改訂新版 世界大百科事典 「コメコン」の意味・わかりやすい解説
コメコン
COMECON
正式の名称は,経済相互援助会議CMEA(Council for Mutual Economic Assistanceの略),ロシア語ではセフSEV(Sovet Ekonomicheskoi Vzaimopomoshchiの略)という。1949年1月,当時の冷戦下の経済封鎖に対抗して自給体制の確立を図るために設立されたソ連,東欧諸国の国際経済機構であったが,ソ連・東欧における体制転換の進展により91年解散した。しばしば経済統合体として西のEC(ヨーロッパ共同体,現EU)と比較されるが,設立の事情が大きく異なる。当初はソ連,ポーランド,チェコスロバキア,ハンガリー,ルーマニア,ブルガリアの6ヵ国で創立され,1ヵ月後にアルバニアが加盟したが,アルバニアは中ソ対立が表面化した61年末以降,事実上脱退状態にあった。ついで50年東ドイツ,62年モンゴル,72年キューバ,78年ベトナムが加盟した。以上の正式加盟国10ヵ国のほか,ユーゴスラビアが準加盟国(1964以降),フィンランド(1973以降),イラク,メキシコ(ともに1976以降)の3ヵ国が非社会主義協力国の地位にあり,アンゴラ,南イエメン,エチオピアがオブザーバーを送っていた。しかしながら,コメコンが基本的にはソ連と東欧諸国の機構であったことに変りはない。

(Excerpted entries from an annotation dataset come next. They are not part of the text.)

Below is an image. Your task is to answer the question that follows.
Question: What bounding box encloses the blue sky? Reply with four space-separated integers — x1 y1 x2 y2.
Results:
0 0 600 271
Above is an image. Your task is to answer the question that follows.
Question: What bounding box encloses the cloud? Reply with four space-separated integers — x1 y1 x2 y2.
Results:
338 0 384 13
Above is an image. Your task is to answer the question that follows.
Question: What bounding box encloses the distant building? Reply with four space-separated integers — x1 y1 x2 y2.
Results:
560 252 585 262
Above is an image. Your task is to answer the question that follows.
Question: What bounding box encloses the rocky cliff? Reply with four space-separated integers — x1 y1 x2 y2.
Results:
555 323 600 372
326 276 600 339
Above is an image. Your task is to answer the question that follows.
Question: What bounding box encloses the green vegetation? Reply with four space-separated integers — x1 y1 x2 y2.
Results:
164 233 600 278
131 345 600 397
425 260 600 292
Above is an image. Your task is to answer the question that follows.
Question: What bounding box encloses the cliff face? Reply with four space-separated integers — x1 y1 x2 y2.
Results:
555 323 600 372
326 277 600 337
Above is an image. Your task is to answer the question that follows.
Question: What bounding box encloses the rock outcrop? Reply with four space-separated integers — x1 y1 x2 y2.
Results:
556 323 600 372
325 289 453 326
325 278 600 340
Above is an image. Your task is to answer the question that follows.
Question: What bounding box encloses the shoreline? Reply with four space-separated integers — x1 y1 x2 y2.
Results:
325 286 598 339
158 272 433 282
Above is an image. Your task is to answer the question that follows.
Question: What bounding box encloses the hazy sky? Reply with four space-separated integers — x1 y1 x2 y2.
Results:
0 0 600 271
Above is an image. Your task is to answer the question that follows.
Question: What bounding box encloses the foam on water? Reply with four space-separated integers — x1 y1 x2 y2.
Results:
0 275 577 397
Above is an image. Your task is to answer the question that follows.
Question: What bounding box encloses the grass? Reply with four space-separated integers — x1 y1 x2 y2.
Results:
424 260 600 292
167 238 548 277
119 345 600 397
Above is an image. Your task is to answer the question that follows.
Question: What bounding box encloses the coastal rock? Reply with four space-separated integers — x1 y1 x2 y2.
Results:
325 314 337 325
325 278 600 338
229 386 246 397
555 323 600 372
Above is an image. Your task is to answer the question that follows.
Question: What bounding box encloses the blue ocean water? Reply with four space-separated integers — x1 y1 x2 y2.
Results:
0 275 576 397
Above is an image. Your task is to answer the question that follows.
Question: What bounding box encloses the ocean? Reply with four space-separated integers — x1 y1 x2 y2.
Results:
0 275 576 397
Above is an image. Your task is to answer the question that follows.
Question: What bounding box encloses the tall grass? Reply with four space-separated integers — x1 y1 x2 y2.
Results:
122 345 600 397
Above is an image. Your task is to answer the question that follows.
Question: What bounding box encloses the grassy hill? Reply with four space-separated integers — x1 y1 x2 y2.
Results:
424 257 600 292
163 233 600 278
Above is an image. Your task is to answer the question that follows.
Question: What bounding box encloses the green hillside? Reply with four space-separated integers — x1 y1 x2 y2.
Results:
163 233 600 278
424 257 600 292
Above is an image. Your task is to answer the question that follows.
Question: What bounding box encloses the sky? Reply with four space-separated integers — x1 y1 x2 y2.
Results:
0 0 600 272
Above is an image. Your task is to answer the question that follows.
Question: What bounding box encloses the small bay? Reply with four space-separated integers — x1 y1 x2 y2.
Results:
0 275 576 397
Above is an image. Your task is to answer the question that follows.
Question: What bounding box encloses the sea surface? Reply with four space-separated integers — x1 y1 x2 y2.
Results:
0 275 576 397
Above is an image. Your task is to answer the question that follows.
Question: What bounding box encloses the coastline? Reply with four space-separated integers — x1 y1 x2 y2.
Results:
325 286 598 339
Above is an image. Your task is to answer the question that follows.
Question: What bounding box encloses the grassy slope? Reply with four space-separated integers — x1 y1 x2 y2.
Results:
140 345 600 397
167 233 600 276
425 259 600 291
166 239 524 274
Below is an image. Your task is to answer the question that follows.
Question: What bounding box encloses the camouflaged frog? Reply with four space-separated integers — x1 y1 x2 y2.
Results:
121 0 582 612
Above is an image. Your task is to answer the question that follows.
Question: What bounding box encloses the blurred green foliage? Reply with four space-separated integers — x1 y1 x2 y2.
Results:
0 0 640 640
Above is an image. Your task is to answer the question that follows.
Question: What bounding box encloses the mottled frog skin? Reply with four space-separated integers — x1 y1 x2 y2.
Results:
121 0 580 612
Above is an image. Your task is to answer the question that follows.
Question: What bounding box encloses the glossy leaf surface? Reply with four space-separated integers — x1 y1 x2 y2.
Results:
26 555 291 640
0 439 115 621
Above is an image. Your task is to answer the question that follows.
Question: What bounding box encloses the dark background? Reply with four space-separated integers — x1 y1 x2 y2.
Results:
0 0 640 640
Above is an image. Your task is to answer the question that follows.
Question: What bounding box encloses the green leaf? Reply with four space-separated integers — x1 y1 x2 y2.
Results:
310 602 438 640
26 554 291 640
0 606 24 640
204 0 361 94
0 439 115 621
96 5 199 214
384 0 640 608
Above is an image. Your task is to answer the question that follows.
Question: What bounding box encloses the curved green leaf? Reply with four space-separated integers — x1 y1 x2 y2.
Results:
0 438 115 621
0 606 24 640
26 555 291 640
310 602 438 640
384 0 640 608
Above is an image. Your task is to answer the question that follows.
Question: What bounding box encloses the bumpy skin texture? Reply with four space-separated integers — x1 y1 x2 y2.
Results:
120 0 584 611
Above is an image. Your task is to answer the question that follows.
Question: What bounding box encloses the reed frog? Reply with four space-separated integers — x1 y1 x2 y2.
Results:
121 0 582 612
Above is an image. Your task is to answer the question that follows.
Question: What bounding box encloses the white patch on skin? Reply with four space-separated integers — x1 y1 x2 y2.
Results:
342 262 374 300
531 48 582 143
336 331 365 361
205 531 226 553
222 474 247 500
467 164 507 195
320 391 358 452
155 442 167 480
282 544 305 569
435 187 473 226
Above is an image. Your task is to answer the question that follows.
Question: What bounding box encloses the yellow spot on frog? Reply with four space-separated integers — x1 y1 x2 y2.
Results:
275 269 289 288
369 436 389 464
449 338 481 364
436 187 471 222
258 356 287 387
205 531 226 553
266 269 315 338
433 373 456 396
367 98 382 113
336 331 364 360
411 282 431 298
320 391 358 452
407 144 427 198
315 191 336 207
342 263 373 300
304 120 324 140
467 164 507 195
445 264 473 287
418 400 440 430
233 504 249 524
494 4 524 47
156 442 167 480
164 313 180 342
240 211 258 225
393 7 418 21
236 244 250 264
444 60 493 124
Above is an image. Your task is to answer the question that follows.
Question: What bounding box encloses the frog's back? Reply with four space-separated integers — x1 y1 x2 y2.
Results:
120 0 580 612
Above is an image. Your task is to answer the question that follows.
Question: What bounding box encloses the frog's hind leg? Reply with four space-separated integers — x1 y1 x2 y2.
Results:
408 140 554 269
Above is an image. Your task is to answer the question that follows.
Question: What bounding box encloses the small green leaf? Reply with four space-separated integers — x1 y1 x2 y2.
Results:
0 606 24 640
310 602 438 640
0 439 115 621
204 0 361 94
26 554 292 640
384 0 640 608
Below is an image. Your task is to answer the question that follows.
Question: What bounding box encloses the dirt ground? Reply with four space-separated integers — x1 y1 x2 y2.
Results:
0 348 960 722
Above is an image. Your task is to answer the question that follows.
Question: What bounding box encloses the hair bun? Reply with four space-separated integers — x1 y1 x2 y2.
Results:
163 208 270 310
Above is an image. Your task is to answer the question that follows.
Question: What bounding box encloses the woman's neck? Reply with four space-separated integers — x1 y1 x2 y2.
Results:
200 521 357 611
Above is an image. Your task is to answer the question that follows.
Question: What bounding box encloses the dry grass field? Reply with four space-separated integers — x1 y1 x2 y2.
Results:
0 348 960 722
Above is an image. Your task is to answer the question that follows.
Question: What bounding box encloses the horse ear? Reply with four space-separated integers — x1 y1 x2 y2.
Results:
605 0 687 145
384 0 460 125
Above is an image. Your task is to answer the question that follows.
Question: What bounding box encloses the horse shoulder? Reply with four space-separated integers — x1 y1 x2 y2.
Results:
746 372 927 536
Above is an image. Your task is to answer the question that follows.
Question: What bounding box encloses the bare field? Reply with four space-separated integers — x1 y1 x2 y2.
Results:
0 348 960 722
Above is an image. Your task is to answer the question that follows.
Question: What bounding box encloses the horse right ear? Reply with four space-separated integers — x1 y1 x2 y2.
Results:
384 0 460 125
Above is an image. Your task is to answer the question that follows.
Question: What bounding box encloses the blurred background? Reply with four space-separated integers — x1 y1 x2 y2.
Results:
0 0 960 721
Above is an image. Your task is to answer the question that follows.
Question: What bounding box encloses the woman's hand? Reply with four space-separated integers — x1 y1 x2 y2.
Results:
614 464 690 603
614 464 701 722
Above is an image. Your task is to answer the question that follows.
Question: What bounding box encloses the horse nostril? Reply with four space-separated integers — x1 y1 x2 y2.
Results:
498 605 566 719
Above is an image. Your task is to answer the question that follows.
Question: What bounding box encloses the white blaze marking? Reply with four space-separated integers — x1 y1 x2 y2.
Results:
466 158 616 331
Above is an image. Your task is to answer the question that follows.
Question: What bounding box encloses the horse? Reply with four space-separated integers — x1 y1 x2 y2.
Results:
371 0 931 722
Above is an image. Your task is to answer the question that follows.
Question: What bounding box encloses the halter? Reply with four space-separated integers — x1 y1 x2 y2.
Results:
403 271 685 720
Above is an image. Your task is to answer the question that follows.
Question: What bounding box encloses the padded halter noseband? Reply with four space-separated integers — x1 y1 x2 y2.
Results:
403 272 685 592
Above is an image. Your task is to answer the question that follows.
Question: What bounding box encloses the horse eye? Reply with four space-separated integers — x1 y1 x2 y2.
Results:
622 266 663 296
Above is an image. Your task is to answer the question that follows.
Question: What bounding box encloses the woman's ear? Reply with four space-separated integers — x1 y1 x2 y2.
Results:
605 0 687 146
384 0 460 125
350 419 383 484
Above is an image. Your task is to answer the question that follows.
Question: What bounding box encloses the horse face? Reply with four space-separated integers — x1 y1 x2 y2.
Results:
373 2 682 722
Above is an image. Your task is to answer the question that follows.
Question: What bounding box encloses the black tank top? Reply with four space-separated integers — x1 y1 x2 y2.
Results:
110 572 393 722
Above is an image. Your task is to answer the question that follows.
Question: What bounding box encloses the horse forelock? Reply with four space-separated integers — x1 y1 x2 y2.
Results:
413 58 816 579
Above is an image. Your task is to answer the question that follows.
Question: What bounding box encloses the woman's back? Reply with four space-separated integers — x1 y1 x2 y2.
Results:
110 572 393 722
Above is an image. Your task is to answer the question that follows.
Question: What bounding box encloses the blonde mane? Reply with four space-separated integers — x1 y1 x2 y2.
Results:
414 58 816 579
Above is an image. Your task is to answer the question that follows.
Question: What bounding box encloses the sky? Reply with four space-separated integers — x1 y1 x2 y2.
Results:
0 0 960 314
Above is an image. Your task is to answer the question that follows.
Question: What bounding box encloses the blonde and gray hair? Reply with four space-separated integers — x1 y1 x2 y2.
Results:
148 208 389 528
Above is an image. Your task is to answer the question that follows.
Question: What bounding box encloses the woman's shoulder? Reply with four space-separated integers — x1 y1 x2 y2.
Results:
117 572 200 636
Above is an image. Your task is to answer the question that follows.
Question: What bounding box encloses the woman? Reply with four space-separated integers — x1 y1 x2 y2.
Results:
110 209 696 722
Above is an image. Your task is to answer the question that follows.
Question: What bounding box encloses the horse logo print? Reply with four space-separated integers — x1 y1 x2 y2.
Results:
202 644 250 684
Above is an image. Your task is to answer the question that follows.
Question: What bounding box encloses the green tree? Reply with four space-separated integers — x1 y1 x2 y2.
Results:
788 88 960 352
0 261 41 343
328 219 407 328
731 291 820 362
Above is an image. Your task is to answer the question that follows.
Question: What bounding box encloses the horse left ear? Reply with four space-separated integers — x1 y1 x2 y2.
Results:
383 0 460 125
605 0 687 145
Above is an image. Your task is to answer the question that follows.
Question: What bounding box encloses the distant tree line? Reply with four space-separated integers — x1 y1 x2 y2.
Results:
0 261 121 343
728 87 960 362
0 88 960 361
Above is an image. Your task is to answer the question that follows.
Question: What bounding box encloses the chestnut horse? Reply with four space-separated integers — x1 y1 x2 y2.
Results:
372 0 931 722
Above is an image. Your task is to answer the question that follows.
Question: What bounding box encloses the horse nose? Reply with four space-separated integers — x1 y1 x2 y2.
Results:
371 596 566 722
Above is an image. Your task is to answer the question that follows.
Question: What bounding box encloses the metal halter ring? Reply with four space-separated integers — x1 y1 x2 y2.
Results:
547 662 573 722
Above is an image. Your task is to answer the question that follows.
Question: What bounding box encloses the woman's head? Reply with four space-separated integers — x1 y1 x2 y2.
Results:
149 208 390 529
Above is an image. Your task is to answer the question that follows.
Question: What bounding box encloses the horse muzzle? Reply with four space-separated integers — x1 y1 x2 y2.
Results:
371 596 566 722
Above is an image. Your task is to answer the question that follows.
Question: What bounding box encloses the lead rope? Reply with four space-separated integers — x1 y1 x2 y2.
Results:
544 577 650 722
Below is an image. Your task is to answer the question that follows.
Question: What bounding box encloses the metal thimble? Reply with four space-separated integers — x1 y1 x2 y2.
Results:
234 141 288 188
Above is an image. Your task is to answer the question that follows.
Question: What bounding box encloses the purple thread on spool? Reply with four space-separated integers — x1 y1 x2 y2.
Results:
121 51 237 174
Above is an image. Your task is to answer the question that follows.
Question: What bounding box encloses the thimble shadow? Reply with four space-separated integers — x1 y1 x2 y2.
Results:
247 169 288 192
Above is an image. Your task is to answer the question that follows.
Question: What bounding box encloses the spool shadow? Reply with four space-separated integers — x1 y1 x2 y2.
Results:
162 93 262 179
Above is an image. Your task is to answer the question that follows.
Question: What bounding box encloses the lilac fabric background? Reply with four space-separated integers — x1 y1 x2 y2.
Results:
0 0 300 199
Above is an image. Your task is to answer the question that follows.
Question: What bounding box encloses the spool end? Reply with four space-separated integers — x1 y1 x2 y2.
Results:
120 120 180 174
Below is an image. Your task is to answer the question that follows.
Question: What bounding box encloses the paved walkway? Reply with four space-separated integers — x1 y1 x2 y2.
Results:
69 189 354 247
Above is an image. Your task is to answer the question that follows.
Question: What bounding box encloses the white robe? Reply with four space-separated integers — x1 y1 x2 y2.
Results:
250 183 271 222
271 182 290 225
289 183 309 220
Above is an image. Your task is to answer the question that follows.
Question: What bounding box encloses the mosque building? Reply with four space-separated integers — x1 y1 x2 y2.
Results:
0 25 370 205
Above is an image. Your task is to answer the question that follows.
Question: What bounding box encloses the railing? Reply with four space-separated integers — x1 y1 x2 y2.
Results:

本部はモスクワにおかれ,最高決議機関は各国政府代表(通常,首相)が出席する総会で,少なくとも年1回,各国首都持回りで開かれた。重要問題に際しては,各国の党第一書記,首相からなる首脳会議(通称コメコン・サミット)が開かれることがあった。総会の下に執行委員会(各国の副首相クラスで構成)があり,総会決議の実行を監督し,事務局および各種委員会の活動を指導した。執行委員会直轄の委員会として計画調整,資材・機械補給,科学技術協力の三つがあるほか,事務局の下に全部で22の分野別の常設委員会,経済問題国際研究所などがあり,さらにコメコンの直接下部機関ではないが,石油パイプライン〈友好〉,統合電力網〈平和〉,国際経済協力銀行(通称コメコン銀行),国際投資銀行,共同貨車プール,鉄鋼業国際協力機構(インテルメタル),国際ベアリング協力機構,国際化学工業協力機構(インテルヒム)などを関連機構としてもっており,機構としてはかなり大規模なものであった。
コメコンはECとちがい超国家機構ではなく,総会決議は〈勧告〉であって多数決で押しつけられることはない。コメコンに超国家的中央計画機関を設けて合理的な国際分業を促進しようとした1962-63年当時の故フルシチョフ・ソ連共産党第一書記兼首相の構想は,ルーマニアの抵抗にあって挫折した。コメコンになお存在する域内先進国(東ドイツ,チェコスロバキア),中進国(ハンガリー,ポーランド),発展途上国(ルーマニア,ブルガリア)という格差は,域内国際分業による効率向上と各国の経済発展との矛盾を生み出さずにはおかない。コメコンが〈相互調整〉に力点をおかざるをえないのは,このためであった。コメコン〈統合〉の基本特徴でありかつ基本矛盾でもあるのは,ソ連という資源大国から東欧小国群への資源供給を中軸に放射線状に経済関係が形成され,東欧諸国相互間を結ぶパイプが細いことである。したがって,東欧諸国の経済動向は,資源供給国および最大の輸出市場としてのソ連経済のダイナミズムに左右されるところが大きかった。この意味でコメコンは,実態としてはソ連の東欧掌握に寄与しているという政治的側面をもっていた。コメコンの経済協力は,2国間の双務貿易協定による物財フローを中心に形成されており,共同市場も存在しなければ,通貨の交換性も実勢に見合った通貨レートも存在しなかった。70年代の石油危機後の世界経済の基調変化に対応しての,各国間の利害の相違があり,かつ75年以降のソ連の対東欧エネルギー資源供給価格引上げにより東欧諸国の対ソ交易条件が悪化した。さらに85年から86年にかけての原油価格暴落後はソ連経済の衰退が加速したため,同盟国間の経済関係が弛緩し,89年以降はコメコンは事実上その意義を失っていた。